Quelle est pour vous l'évolution politique depuis le premier
Dimanche Noir de 1991?
Vincent Decroly: La relation entre parlement et pouvoir exécutif
est-elle meilleure maintenant qu'en 1991? Le parlement a-t-il plus à
dire? Non. J'ai été au parlement pendant 8 ans. Et je constate
que le parlementarisme est malade, chez nous et en d'autres pays européens.
La malaise s'est accru depuis 1991. Le gouvernement impose la discipline
à ses parlementaires; je vois une caporalisation des députés.
Je prends un autre exemple: notre politique vis-à-vis des personnes
étrangères, par exemple, s’est-elle améliorée
avec la création de centres fermés ou des mineurs étangers
sont incarcérés, des expulsions violentes qui ont coûté
la vie à la jeune Sémira, ou des "ruses" pour déporter
des groupes de Roms, qui ont valu à la Belgique sa première
condamnation par la Cour européenne des droits de l’Homme depuis la
fin des années 80 ?
La conclusion est claire: nous sommes dans un pays moins démocratique
qu'en 1991. Faut-il plus de proximité? Oui, mais pour faire quoi?
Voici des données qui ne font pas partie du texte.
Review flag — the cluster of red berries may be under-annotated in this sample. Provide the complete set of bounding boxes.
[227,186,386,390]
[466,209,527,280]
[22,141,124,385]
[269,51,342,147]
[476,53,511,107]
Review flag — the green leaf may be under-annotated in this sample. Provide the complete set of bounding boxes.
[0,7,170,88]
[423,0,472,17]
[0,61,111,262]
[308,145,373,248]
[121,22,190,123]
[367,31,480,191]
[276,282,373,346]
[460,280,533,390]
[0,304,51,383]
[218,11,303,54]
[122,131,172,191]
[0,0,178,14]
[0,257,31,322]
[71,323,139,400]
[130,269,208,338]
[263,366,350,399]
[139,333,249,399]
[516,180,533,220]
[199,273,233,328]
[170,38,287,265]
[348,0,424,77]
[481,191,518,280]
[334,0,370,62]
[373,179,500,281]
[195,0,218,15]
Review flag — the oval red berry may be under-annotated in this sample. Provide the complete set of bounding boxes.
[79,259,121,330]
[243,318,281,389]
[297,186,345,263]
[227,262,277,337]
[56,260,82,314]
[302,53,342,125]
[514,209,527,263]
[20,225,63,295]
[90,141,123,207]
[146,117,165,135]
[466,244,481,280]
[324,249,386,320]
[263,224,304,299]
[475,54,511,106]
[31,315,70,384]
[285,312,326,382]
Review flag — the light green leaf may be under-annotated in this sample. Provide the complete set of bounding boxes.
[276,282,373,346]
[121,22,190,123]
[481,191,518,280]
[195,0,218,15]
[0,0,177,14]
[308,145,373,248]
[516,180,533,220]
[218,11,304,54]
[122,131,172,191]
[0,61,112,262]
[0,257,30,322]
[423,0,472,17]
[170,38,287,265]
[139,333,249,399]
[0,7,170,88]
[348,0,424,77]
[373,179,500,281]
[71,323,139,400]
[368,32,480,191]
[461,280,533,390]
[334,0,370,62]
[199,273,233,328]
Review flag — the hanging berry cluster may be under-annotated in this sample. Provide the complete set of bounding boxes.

On devrait parler un peu moins de la démocratie et un peu plus la
travailler dans la pratique.
Observatoire citoyen by raf Sunday, Jun. 20, 2004 at 8:47 AM |
raf@indymedia.be |
Vincent Decroly travaille actuellement avec l'Observatoire citoyen:
"une association qui fait la promotion des droits de l'enfant et des droits de la défense des victimes, qui se mobilise pour une politique cohérente et volontariste de luttre contre la (pédo-)criminalité organisée, et propose des outils citoyens et démocratiques pour faire progresser ces revendications dans tous les secteurs de la vie sociale".